スネイプは仏頂面で、落ち着いていて、ティーカップを優雅に口へと運んでいる。いつも通りのスネイプだ。
「先生」
「何だ」
「もっかい言って」
「断る。さて、今年度の個人授業についてだが……何か希望はあるか?」
ジュリアはまだのぼせたような感覚が残っていたが、動かせるだけの理性を総動員して、自分に必要なものを考えた。防御に関しては盾の呪文の二重展開が可能。攻撃手段は失神呪文を得た。奥の手として剣の呪文が控えている。まだまだ学ぶことは多いが、それゆえに次の一歩が悩ましい。
ジュリアは悩み、様々な状況を想定し、なんとか答えを絞り込んだ。
「舌縛りの呪文って、先生のオリジナルだよな?」
「どこで知った」
「いやあ、母さんに口答えするとよくかけられてさ。セブルスが開発した呪文で一番使い勝手がいい、って言ってた」
スネイプはしかめ面をして眉間を押さえた。
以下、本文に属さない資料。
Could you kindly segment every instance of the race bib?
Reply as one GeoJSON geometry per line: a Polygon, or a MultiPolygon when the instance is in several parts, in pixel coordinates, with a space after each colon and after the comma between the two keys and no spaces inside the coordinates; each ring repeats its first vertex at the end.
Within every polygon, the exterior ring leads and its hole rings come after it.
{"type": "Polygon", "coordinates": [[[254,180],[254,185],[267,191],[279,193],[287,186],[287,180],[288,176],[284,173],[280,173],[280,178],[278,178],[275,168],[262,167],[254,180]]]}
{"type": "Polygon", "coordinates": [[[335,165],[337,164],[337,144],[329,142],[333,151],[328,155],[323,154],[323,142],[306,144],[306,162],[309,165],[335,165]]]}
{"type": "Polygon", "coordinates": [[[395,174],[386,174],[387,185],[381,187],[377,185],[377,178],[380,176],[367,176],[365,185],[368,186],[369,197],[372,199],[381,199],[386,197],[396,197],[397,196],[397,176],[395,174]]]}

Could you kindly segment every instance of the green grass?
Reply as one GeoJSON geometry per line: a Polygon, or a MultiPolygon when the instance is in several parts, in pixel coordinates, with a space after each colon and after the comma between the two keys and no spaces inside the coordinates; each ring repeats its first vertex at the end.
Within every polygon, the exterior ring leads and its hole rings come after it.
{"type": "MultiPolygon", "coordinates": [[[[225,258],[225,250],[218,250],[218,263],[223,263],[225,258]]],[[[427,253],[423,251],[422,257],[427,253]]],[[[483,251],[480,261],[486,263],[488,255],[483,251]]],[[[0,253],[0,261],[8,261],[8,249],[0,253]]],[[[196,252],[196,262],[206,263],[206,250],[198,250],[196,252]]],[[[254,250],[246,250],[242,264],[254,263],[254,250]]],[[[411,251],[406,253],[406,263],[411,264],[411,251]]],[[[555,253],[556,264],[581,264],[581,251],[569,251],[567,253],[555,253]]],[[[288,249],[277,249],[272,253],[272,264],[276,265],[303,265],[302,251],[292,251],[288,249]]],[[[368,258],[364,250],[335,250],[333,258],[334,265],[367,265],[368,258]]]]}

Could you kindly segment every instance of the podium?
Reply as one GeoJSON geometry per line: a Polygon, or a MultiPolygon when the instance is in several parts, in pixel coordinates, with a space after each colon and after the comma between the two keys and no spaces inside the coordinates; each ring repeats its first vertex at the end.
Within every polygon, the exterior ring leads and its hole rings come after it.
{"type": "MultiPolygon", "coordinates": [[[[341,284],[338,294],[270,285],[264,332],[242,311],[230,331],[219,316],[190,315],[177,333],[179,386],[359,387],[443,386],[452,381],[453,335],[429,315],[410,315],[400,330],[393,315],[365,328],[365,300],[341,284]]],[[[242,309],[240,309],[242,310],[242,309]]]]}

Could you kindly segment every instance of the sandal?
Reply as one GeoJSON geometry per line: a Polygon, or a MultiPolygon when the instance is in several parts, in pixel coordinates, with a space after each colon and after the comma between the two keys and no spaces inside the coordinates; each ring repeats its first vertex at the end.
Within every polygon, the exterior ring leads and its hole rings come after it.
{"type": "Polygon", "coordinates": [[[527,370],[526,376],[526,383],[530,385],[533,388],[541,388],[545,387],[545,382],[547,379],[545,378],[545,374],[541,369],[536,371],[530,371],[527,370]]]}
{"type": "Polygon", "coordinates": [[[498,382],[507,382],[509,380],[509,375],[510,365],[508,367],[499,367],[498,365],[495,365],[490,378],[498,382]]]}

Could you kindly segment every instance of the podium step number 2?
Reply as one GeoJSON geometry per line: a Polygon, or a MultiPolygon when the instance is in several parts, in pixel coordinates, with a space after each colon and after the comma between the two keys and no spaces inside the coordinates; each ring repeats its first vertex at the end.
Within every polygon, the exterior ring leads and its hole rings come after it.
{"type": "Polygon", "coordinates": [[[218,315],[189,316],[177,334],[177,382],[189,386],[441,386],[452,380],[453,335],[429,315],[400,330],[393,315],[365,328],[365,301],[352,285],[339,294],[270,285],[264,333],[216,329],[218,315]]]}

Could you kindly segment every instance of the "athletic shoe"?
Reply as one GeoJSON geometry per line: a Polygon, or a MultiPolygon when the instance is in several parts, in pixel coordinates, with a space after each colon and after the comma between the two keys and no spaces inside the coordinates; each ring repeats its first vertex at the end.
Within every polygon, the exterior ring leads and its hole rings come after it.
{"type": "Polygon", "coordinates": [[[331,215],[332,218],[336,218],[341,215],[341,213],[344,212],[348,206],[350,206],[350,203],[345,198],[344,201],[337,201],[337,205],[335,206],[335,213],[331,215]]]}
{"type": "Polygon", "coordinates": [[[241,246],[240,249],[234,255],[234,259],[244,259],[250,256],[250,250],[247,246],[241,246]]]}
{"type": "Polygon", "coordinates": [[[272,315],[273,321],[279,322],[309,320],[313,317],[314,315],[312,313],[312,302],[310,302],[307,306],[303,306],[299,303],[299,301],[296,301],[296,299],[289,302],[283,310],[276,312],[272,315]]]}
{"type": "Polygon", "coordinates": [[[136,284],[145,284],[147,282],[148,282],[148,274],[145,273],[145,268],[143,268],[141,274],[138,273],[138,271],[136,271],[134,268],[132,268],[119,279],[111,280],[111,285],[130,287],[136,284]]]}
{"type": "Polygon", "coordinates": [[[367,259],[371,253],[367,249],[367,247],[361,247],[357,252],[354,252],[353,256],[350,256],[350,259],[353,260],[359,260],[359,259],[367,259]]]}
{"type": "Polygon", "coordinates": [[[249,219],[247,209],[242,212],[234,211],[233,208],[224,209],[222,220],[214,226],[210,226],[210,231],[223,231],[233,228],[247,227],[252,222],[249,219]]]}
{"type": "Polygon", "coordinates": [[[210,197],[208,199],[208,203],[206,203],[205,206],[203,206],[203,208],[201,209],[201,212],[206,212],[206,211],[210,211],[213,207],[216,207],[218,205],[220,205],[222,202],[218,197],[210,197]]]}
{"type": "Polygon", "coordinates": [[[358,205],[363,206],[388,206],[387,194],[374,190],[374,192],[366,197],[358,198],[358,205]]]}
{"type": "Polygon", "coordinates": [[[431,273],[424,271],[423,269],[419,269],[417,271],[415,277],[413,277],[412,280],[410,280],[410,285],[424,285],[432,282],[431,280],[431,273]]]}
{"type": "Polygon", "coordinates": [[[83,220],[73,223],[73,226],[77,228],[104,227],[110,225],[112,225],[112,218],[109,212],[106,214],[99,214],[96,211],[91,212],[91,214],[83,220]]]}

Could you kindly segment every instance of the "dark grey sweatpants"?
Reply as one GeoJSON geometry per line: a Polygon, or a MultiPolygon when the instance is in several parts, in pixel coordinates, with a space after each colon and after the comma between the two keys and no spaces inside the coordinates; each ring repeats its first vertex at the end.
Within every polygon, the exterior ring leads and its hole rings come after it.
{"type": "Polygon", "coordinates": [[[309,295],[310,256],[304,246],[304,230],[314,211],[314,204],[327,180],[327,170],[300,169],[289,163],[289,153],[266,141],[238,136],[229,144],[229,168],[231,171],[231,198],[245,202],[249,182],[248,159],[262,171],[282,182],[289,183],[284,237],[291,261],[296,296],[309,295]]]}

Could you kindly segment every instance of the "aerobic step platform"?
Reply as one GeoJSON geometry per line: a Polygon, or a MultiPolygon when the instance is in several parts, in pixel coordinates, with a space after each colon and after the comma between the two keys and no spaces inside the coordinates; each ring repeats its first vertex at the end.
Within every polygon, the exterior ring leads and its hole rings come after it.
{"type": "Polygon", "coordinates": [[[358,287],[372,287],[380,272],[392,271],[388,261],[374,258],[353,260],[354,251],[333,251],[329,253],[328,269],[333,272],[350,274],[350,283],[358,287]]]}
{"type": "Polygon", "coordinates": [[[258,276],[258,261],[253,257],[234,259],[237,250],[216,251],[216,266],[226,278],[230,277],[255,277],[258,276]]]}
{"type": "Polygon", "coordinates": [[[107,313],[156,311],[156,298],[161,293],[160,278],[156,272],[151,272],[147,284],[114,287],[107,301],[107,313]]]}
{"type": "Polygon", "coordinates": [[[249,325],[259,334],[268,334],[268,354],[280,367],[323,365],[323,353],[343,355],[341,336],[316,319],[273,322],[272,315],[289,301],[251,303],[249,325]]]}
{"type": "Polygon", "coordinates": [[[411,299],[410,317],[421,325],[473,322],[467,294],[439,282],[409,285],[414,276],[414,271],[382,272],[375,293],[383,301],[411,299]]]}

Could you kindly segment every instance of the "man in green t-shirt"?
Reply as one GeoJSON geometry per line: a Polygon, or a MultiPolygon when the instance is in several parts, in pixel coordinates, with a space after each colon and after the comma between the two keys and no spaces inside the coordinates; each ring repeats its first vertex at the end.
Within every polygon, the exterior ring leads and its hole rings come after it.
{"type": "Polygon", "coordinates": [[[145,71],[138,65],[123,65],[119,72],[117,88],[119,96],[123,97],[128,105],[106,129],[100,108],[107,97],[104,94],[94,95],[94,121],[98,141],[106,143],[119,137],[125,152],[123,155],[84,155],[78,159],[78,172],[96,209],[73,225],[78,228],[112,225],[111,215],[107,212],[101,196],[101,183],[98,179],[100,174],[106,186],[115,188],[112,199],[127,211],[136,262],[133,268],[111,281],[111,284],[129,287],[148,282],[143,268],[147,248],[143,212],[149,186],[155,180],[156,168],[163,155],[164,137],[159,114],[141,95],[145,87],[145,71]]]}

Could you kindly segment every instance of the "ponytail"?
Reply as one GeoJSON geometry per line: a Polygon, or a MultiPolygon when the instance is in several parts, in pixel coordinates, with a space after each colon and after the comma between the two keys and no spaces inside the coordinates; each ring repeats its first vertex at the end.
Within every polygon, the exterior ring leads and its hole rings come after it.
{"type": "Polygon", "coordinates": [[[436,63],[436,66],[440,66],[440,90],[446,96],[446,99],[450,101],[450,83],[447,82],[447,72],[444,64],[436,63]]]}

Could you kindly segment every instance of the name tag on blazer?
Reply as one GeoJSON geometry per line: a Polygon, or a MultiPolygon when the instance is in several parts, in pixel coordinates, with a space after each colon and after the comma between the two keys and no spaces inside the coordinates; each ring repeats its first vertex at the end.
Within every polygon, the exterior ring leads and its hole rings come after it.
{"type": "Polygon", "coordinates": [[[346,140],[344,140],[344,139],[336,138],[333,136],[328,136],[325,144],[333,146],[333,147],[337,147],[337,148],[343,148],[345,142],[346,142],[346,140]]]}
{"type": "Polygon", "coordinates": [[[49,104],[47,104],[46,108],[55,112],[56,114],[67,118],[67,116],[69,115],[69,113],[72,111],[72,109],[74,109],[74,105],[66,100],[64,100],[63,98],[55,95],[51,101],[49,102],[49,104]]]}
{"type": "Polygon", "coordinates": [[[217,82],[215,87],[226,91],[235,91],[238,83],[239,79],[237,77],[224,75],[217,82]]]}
ジュリアの想像が正しければ、きっとこの男もジュリアの母に振り回されたのだろう。エレン・ムーアクロフトは計算高い人物ではあったが、その計算はしばしば自分の利益を中心に動作しており、必然的に”台風の目”になっていた。ハグリッド、マクゴナガル、マダム・ポンフリー、そしてジュリアの意見が一致している部分である。
「あの人は……それで、何が言いたい」
「あれはただの悪戯じゃなくて、無言呪文を使えねえ相手に有効な呪いだと思う。つまり、なんつうのかな……傷つけない、拘束とか、制圧とか、そういうの。あ、もちろん、されたときの対処も」
「対象を傷つけない攻撃手段と、その対処。そのような解釈でよいか」
「そう、それ!」
「どういう心境の変化かは知らんが、君が殺すか殺されるかの世界から足を洗おうとしているのは喜ばしい。今年度は昨年度の復習も行いつつ、その方向でカリキュラムを組む。いつもの部屋で、来週から行う。時間割を見せたまえ……木曜の3コマ目だ。質問はあるか?」
ティーカップを消失させ、棚から書類の束を呼び寄せてジュリアを追い出す準備をしているスネイプに、ジュリアはしっかりと頭を下げた。去年、個人授業の提案を呑んだときと同じか、それ以上の嬉しさがこみ上げてきたのだ。
自分の生存だけを考えるなら、失神呪文と盾の呪文さえあればいい。しかし、失神呪文は攻撃的な呪文で、明確な攻撃の意思があったと判断される。ましてや剣の呪文など、人に向ければ殺意があったとされるだろう。ジュリアにはもう守らなくてはならない人々がいて、帰らなくてはならない居場所がある。攻めねば殺されるかもしれない。しかし、傷つければ守れないかもしれない。
「ありがとうございます、先生」
「励め。……言い忘れたが、君は正気だ、ジュリア・マリアット。敵だから殺してもよい、敵に与すれば殺してもよい、そのような御旗を掲げる者共よりずっと、正気だ」
「そっか。……うん、ありがとな、先生」
返事はなかったが、ジュリアは満足だった。ヴォルデモートの配下だった男の死を悼んでいてもよいのだ。そう思うと、幾分気が楽になった。安心して、心の中で静かに弔うことができた。ジュリアはようやく、クィレルにさよならを言うことができた気がした。